What do you want for
Christmas? I want a puppy, but I know
that’s not going to happen.
Realistically, I’ll be glad to get some good books, a trip to visit
family, and a decent bottle of scotch from the duty free on the way back. And I’m sure all of us have some simple
things we want to get, but maybe we could each think of something we’d want to
be rid of too. For some of us… some just
want to be sober for Christmas, to get through the holidays without smoking or
to be free of another addiction. Some of
us want to be free of guilt when they take an extra Christmas cookie or of
shame when they even contemplate seeing their body in a mirror. Some of us want to be free of crippling
social anxiety, or of a temper that erupts at the worst moments. For others of us, what we want to be free
from might be much subtler: a laziness that thwarts our best intentions, an
envy that prevents us from being truly happy for someone else, a need to always
be right, clumsiness. Whatever it is, we
want to be free.
We will
be. God is bringing liberation. Our redemption is at hand. The Son of Man is coming with clouds and
glory, for us, to bring redemption, freedom from all that enslaves. To bring redemption is so characteristic of
God’s action that that’s how Zechariah praises him after the birth of his son
John the Baptist near the start of Luke’s Gospel: “Blessed be the Lord, the God
of Israel, for he has come to his people and set them free.” Redemption is the beginning and the end of
God’s action, and so Luke book-ends his gospel with talk of it. After the resurrection, the two forlorn souls
walking to Emmaus will mourn the one they were hoping would bring redemption to
Israel before they encounter their liberator and the liberator of the
world. He came to set prisoners free and
he’s coming. And that’s what Christmas
is all about, right?
Well,
kind of. Because Christmas always seems
so nice, fluffy, cute, comforting, such a perfect time for puppies, with the
shepherds and the angels and all the lights.

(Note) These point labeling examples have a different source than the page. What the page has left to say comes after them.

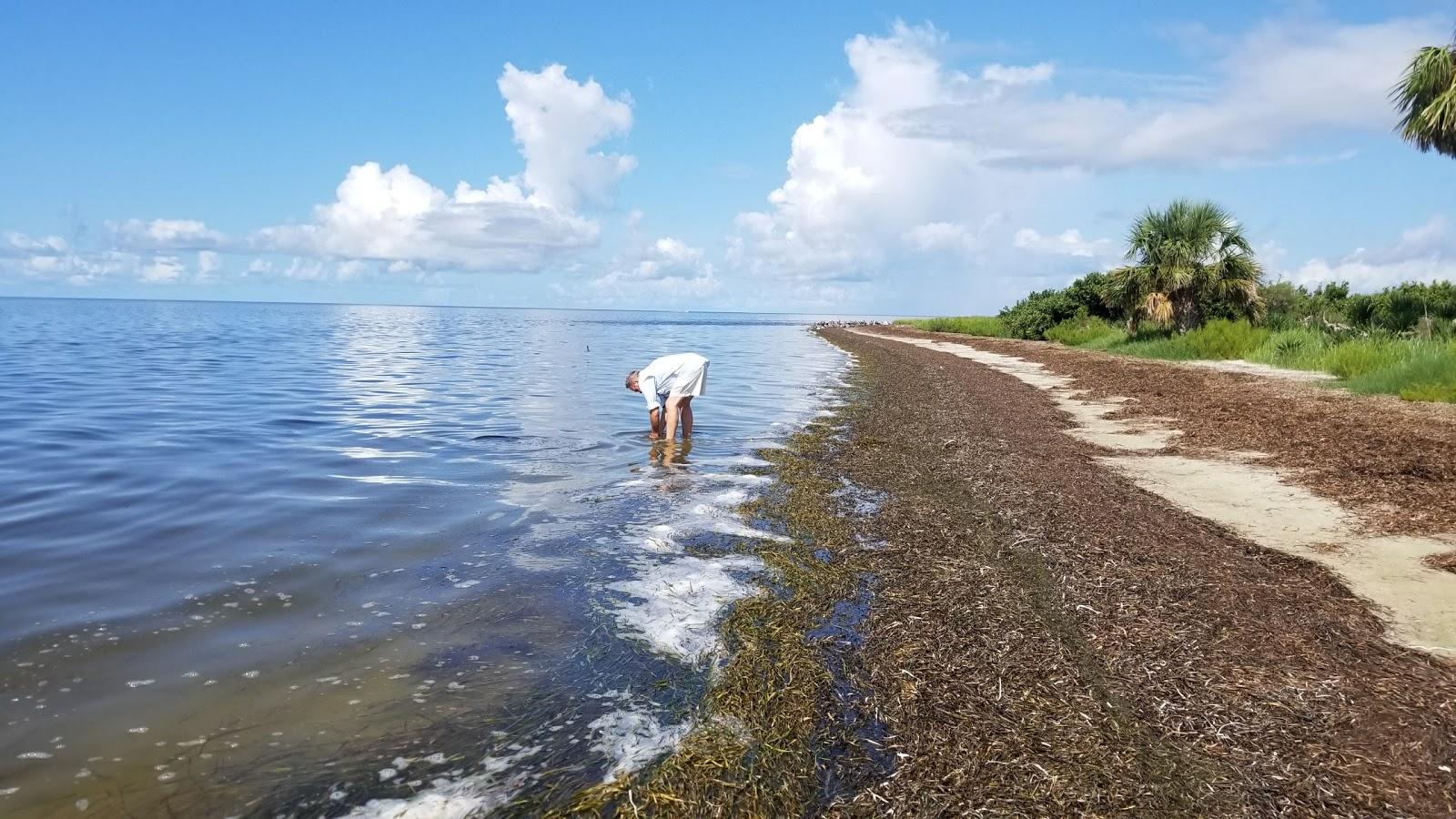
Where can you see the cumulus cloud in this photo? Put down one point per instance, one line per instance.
(1426, 252)
(1016, 75)
(1067, 244)
(557, 123)
(859, 187)
(162, 270)
(22, 245)
(511, 225)
(51, 258)
(397, 216)
(664, 271)
(1279, 82)
(165, 235)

Well, it’s not. Shepherds smell,
angels wrestle us to the ground, and the sun, moon and stars will be part of the
chaotic barrage of signs promised.
Today’s gospel doesn’t promise nice, doesn’t sound fluffy and clashes
with any sense of the ‘cute.’ And that’s
right, because freedom isn’t cute; it’s hard.
Chains can be comfortable – ask the Israelites marching out of Egypt
without bread to eat. “Couldn’t you have
left us in Egypt to die where we had plenty of food to eat?”
In his
letter to the Thessalonians, Paul prays that their hearts will be strengthened
so as to be found blameless in holiness when the Lord Jesus comes. Consider how much we expect of our
hearts! In Paul’s letters we read of how
many things hearts do: hearts love, they grieve, they plan, they lust, they
suffer, they doubt and they believe. We
need strengthened hearts to receive the gift of redemption, something only God
can give so I pray the same today. May
God strengthen our hearts that they not grow weary. May God raise us to stand erect with heads
held high.
Here’s a
picture of what it looks like when God answers that prayer, that we see in the
gospel. Picture a woman bent over,
unable to stand because she had been crippled by a spirit. Hear Jesus call to
her, tell her of the freedom he is granting and lay his hand on her. She rises and gives glory to God. “Rises and gives glory to God” – are those
two actions… or one? The glory of God is
a human being fully alive – the glory of God is you, living fully in freedom in
Christ.
That’s
the Advent posture, waiting with strong hearts and heads held high, alert to
the world and prayerfully connected to God, the God whose hand-print we still
feel on our heads, pulling us up. Because
to think we can stand under our own strength is to enslave ourselves to
something new – to a myth of independence, of self-sufficiency that will
collapse like so much sand when the powers of the heavens are shaken. No, all that can pull us back to our full
stature is that hand, that loving hand … pierced by a nail … counting the hairs
on our head and coming, coming to take us home.